The experiences Shamali described haven’t been confirmed or independently verified. But in February, Ammal Awadallah, executive director of the Palestinian Family Planning and Protection Association, told Jezebel she’s heard similar stories from patients and health care providers on the ground in Gaza, and that these experiences “are more common than not.” What’s happening in Gaza is nothing short of a reproductive health crisis that’s seen the miscarriage rate increase by 300%, as CARE International told Jezebel in January, along with rampant infections and disease, no safe locations to give birth or shelter after giving birth, and surging rates of maternal and infant deaths.
In February, UNICEF spokesperson Tess Ingram told Jezebel about a woman who had to run on foot from an Israeli attack while eight months pregnant, later had a c-section, and then had to be hospitalized for a severe infection that left her too weak to hold her own baby. Ingram also described a mother of 13 who “barely ate for two weeks near the end of her pregnancy” and now lacks “clothes, diapers, or food” for her newborn; and another woman was buried under rubble by an Israeli attack while six months pregnant.
Panicked news coverage of the looming IVF crisis in the U.S. is perfectly understandable: The movement toward fetal personhood, which has been growing and has already harmed pregnant people across the country for years now, is terrifying, and the media has an obligation to probe and question how far the anti-abortion movement wants to take us.
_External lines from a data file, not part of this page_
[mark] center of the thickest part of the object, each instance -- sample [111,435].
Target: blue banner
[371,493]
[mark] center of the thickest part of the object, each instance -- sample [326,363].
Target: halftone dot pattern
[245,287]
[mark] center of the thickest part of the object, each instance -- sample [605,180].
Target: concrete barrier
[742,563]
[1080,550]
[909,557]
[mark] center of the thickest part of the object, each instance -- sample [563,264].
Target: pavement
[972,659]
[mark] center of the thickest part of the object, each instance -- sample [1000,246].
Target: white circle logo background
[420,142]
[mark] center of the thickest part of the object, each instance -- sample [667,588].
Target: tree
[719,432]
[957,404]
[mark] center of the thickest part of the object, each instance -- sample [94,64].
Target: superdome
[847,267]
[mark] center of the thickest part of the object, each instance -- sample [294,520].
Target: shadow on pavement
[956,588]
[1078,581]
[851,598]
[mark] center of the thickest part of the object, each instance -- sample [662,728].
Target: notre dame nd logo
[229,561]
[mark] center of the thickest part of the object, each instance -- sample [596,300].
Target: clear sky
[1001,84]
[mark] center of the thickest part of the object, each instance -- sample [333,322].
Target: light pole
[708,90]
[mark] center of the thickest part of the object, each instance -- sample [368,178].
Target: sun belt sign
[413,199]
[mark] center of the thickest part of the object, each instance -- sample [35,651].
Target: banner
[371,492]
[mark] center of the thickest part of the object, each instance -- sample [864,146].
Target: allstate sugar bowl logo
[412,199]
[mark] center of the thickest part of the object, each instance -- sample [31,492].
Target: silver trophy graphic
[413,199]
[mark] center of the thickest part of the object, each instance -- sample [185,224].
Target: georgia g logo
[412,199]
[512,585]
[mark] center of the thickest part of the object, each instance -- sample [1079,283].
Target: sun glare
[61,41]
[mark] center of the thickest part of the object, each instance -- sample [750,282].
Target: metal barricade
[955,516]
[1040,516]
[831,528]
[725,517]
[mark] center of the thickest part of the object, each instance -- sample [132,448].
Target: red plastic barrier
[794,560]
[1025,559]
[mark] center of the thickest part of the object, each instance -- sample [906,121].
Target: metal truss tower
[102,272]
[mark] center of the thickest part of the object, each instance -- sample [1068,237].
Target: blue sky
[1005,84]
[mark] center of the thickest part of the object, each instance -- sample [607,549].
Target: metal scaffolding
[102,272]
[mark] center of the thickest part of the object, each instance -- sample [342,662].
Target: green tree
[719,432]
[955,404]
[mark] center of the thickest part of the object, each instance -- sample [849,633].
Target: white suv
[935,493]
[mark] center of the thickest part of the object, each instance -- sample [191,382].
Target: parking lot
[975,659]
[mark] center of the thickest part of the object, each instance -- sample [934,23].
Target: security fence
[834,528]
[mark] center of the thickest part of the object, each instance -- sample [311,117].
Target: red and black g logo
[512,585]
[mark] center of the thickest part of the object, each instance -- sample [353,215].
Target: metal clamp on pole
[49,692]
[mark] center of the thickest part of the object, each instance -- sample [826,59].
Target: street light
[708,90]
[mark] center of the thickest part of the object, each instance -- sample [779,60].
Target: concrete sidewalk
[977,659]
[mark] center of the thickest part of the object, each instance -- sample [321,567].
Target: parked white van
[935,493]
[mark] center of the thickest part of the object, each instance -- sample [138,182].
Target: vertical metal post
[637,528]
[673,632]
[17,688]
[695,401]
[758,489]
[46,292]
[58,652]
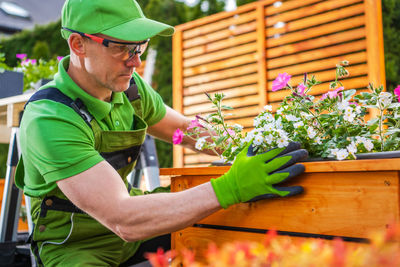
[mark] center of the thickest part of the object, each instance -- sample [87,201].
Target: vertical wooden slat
[375,50]
[262,70]
[177,89]
[374,36]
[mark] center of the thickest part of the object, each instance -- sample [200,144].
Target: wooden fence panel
[240,53]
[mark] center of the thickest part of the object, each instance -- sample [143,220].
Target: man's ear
[77,44]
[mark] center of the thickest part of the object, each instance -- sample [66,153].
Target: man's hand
[254,177]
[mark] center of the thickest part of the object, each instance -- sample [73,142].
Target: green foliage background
[46,42]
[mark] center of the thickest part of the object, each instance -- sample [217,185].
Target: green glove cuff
[225,194]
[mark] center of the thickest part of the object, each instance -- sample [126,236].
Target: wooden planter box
[347,199]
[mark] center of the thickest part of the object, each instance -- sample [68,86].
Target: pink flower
[194,123]
[281,81]
[230,131]
[397,92]
[300,89]
[177,137]
[332,94]
[21,56]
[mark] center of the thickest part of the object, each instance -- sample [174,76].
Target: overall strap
[56,95]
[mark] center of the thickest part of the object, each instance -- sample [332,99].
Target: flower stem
[223,122]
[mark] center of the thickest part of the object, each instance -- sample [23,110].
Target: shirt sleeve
[152,104]
[56,141]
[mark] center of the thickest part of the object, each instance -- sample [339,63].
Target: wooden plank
[310,67]
[308,11]
[223,54]
[335,203]
[262,75]
[334,27]
[220,45]
[359,82]
[223,64]
[3,115]
[334,166]
[177,89]
[222,34]
[236,19]
[230,93]
[375,50]
[287,6]
[219,16]
[323,41]
[5,133]
[317,54]
[220,75]
[198,239]
[222,84]
[199,158]
[328,75]
[316,20]
[13,114]
[235,102]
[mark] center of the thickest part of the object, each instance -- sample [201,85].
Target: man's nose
[135,61]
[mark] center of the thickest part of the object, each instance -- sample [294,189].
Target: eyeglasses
[120,50]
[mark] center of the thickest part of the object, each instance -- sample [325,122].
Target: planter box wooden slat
[347,199]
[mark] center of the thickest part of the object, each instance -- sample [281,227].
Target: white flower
[352,148]
[298,124]
[200,143]
[349,116]
[342,154]
[368,144]
[268,107]
[342,105]
[385,98]
[268,117]
[278,123]
[282,142]
[292,118]
[269,127]
[311,132]
[257,122]
[238,127]
[258,139]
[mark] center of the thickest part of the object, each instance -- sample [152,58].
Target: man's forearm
[156,214]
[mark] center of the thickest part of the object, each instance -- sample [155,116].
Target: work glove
[253,177]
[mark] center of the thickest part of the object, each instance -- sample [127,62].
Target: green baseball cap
[121,19]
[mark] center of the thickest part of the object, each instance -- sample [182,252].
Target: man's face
[110,68]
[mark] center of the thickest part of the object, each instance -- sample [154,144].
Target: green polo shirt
[55,141]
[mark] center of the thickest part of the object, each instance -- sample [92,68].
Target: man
[80,136]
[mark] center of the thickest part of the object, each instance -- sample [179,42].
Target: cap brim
[139,29]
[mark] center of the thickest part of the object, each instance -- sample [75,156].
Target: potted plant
[11,81]
[345,195]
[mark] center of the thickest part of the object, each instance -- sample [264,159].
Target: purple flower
[300,89]
[194,123]
[177,137]
[281,81]
[397,92]
[21,56]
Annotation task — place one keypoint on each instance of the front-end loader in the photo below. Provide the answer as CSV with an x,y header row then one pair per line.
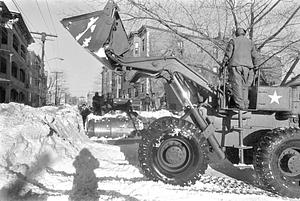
x,y
175,150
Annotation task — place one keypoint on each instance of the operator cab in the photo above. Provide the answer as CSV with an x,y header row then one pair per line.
x,y
267,95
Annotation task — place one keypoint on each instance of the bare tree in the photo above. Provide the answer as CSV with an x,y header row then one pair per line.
x,y
272,25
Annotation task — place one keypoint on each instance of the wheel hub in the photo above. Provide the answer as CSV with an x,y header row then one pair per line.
x,y
289,162
173,155
294,164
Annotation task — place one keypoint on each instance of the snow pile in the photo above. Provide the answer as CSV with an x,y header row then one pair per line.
x,y
45,156
34,141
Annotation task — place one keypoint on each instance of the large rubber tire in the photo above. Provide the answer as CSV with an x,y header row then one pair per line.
x,y
276,161
172,152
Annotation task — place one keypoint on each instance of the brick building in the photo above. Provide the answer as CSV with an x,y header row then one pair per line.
x,y
151,41
18,74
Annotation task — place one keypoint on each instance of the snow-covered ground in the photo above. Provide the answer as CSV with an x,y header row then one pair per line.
x,y
45,155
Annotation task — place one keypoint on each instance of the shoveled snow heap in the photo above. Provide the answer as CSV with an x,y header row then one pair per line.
x,y
45,155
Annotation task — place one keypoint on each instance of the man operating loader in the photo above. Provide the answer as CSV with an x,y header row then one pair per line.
x,y
241,59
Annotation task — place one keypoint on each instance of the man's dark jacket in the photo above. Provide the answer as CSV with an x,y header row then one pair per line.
x,y
241,52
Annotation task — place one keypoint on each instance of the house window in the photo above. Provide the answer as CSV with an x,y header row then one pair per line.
x,y
14,70
136,49
3,66
4,35
142,88
136,92
23,52
129,93
143,44
22,75
16,43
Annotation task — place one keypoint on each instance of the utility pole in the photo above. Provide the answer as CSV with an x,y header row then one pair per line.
x,y
43,39
56,87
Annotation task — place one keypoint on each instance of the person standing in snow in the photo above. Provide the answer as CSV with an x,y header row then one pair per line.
x,y
84,112
240,58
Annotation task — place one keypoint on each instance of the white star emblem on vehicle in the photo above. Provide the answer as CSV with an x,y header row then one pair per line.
x,y
274,98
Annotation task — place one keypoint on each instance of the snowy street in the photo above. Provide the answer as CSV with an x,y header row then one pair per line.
x,y
45,155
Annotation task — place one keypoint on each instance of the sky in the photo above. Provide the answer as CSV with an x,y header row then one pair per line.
x,y
81,70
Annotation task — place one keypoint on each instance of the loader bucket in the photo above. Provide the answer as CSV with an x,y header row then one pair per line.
x,y
95,30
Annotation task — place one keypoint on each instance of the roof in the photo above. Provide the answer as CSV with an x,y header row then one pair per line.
x,y
6,14
4,80
4,10
24,29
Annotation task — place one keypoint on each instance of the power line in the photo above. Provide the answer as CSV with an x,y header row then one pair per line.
x,y
42,15
51,18
52,21
23,13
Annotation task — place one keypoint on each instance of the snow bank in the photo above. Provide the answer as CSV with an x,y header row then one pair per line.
x,y
35,139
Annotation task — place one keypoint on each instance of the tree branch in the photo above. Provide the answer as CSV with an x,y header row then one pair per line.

But here’s what I will say: It’s incredibly bleak to hear stories like Rania’s—or those of any of the other women who organizations like CARE and UNICEF have told me about—while mainstream sources in the U.S. hyper-fixate on the future of domestic access to the costly fertility treatment. This isn’t to say we can or should only pay attention to one of these; there’s room and a moral obligation to cover both—to draw connections between global and domestic reproductive violence and to condemn the U.S. government’s actions in worsening both post-Roe American life and Israel’s military campaign against Palestinians.